Energy and Utility Companies Are Reorganizing Around Large-Load Execution
In addition to data center growth, energy and utility companies are also responding to the national agenda supporting onshore manufacturing. These advanced manufacturing facilities are large load consumers, and the power demand is forcing energy, utilities, and regional grid operators to operate less like passive service providers and more like infrastructure coordinators.
In Virginia, regulators approved a new Dominion Energy rate class for customers demanding 25 MW or more, including large data center users. In Georgia, Georgia Power’s 2025 IRP includes quarterly large-load economic development reports and updated load forecasting processes as the utility plans around roughly 8,500 MW of projected load growth over six years. SEPA’s Database of Emerging Large-Load Tariffs now tracks 75+ tariffs designed to help utilities manage the costs and uncertainty associated with large new loads.
These regulatory interventions are signs of a business model change.
Utilities Are Redefining Customer Risk-Sharing
This also changes the risk conversation. AI demand is real, but not every interconnection request will become durable load. Some projects may be backed by firm commitments; others may reflect speculative land positions, duplicate site requests, uncertain financing or customers evaluating multiple utility regions.

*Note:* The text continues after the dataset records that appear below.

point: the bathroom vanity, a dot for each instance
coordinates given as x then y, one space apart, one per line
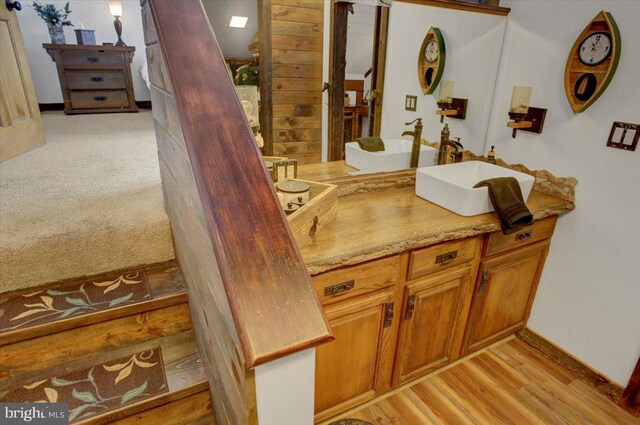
408 286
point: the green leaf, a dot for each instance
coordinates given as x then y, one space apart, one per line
120 300
133 393
69 312
75 412
84 396
59 382
76 301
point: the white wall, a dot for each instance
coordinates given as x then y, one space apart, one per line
473 45
94 14
587 302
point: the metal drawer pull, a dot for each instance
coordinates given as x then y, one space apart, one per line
411 305
339 288
521 237
445 258
484 281
388 314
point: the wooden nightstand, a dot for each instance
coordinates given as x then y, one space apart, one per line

As a result, the emerging model is increasingly: “show me the commitment.” Minimum bills, upfront deposits, long-term service agreements, collateral, phased energization and customer contributions are becoming tools to distinguish durable demand from speculative demand—and to protect existing customers if the AI buildout slows, shifts or concentrates in different geographies.
That customer protection question will be central to any large utility transaction or infrastructure plan. Regulators will continue to focus on affordability, cost allocation, reliability, market concentration, and whether proposed investments create a clear public-interest benefit.
Earlier this year, we wrote about why investor interest in regulated utilities was increasing as the sector faced rising capital needs and infrastructure demand. The current large-load conversation is the operational side of that same trend.
Utilities need larger balance sheets, more diverse generation portfolios, stronger procurement capabilities and greater execution discipline to serve fast-growing loads while maintaining reliability and affordability.
Whether any specific transaction ultimately moves forward is a question for shareholders and regulators. But the broader market signal is clear. The real story is not just that AI is increasing electricity demand. It is that AI is changing the utility business and regulatory model.
Energy and utility companies are becoming economic developers, political influencers, infrastructure financiers, supply chain disruptors and customer-risk underwriters all at once.